Comparing calorie make up, the difference is in the fat & salt. I think most understand that those two are contributors to poorer health.

Then scrolling thru the ad there are a lot of veggies that can be cooked as a side & others used to build a great salad. All for less than the cost of a delivered pizza in combination with a tip for the driver. Toss in left overs & frugal yet conscious of healthy diet works for us. 

It doesn't end there. We make our own bread & rolls, grind boneless chuck for a variety of meals. Chuck roast is the kind of meat fast food burger places use. I get to control fat content and the seasonings like salt. Desserts sugar is reduced or eliminated by use of sucralose or granulated sweetener using 
sucralose<--- helps keep the chance for diabetes from popping up. 

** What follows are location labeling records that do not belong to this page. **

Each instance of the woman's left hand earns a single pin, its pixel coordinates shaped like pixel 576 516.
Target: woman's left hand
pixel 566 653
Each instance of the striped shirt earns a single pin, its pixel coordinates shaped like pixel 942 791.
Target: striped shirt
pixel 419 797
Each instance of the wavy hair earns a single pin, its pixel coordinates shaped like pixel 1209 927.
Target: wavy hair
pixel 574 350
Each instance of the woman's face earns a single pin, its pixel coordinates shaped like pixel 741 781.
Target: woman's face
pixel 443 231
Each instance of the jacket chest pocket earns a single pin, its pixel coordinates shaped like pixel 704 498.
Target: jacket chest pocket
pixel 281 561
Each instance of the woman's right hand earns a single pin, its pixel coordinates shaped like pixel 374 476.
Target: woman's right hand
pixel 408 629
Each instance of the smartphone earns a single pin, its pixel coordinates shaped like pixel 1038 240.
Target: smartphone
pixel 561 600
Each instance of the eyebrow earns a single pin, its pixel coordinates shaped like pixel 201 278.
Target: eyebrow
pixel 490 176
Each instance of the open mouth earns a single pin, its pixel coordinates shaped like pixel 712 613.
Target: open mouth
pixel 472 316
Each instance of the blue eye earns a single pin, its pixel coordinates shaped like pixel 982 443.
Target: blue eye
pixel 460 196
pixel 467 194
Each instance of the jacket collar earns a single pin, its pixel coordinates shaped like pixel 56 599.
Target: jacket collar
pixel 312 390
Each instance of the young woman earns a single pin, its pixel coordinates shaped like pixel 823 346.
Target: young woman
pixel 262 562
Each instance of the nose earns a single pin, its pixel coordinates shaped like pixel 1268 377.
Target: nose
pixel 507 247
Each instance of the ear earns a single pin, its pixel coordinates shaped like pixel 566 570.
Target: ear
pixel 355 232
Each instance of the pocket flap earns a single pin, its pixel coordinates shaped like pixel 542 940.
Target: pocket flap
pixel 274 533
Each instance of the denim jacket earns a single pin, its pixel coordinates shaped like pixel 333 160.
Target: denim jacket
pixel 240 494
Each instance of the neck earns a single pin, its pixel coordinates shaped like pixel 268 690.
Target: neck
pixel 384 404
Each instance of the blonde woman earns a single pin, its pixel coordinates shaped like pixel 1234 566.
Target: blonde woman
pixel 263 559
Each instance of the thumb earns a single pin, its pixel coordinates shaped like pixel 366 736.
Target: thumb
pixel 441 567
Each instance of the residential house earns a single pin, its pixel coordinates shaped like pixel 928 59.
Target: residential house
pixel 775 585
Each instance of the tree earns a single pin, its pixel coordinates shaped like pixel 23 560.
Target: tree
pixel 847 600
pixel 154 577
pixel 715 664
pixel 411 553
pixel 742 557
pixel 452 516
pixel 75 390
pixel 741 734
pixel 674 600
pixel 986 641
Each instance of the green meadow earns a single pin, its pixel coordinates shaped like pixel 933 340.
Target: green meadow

All in all frugal doesn't have to mean cheap, it can mean wanting to live as long as possible a healthy life.


----------



## Keesha (Jan 14, 2021)

Deleted. 
I don’t want to share ugly opinions.


----------



## Knight (Jan 14, 2021)

Keesha said:


> Deleted.
> I don’t want to share ugly opinions.


What could possibly be an ugly opinion between the content in fast food & a diet of food that promotes good health?


----------



## Keesha (Jan 14, 2021)

Knight said:


> What could possibly be an ugly opinion between the content in fast food & a diet of food that promotes good health?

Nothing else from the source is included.